Jeu de paume, gravure du XVIIIème siècle

Nicolas « Mignard d’Avignon », tombé amoureux d’une Avignonnaise, l’a épousée et s’est installé dans la ville en 1637.  Il a hérité de son beau-père Pierre Avril un jeu de paume doté d’une salle de billard, rue de la Bouquerie. Un contrat de location de la salle à un maître paumier en 1653 contient des clauses précises concernant l’activité théâtrale, dont le matériel nécessaire, tréteaux, bancs, loges, était entreposé dans une remise. Les frais  de l’occupation de la salle incombaient au paumier. Le peintre a installé son atelier à l’étage d’un bâtiment annexe.

On sait avec certitude que Molière et sa troupe se sont arrêtés à Avignon en 1655 et en 1657, et c’est dans le jeu de paume de Nicolas Mignard qu’ils se produisent.

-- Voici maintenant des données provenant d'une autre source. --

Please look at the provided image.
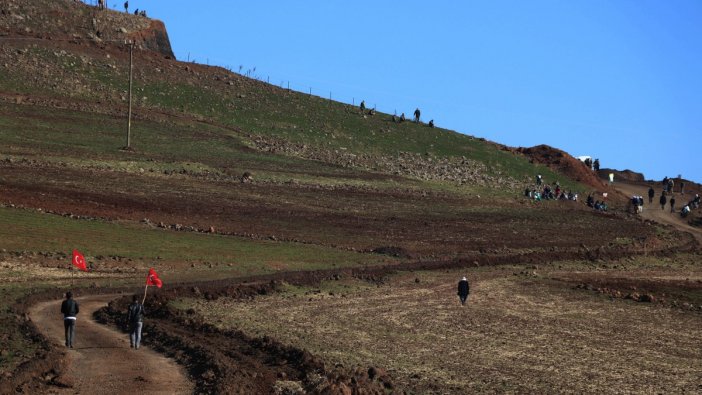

Maison Mignard rue de la Bouquerie

Premier acteur de la troupe, Molière joue les amoureux de comédie et  s’essaie aux valets fourbes à l’italienne tel Mascarille (qu’il reprendra dans Les Précieuses Ridicules en 1659), mais aussi les héros de tragédie à la mode, celles de Corneille, Rotrou, Tristan L'Hermitte.Il  n’écrit encore que des « farces », simples comédies en un acte. En 1655 la troupe, sous la protection du prince de Conti, crée à Lyon L’Étourdi, la première comédie en cinq actes et en vers de Molière, qu’ils jouent à Avignon. En 1657, les Avignonnais ont la primeur de la seconde pièce, Le Dépit amoureux, encore très conventionnelle, qui connaîtra néanmoins le succès à Paris.

L'Estourdy

Cependant Molière et sa compagnie ont certainement fait d’autres séjours à Avignon, puisque dès 1654, Nicolas Mignard signe comme témoin un acte notarié concernant un membre de la famille Béjart, preuve de la familiarité qui existait déjà entre lui et l’entourage du comédien. Madeleine Béjart est alors la « star » de la troupe, mais c’est de Molière que Nicolas Mignard fait deux portraits en César dans La Mort de Pompée de Corneille.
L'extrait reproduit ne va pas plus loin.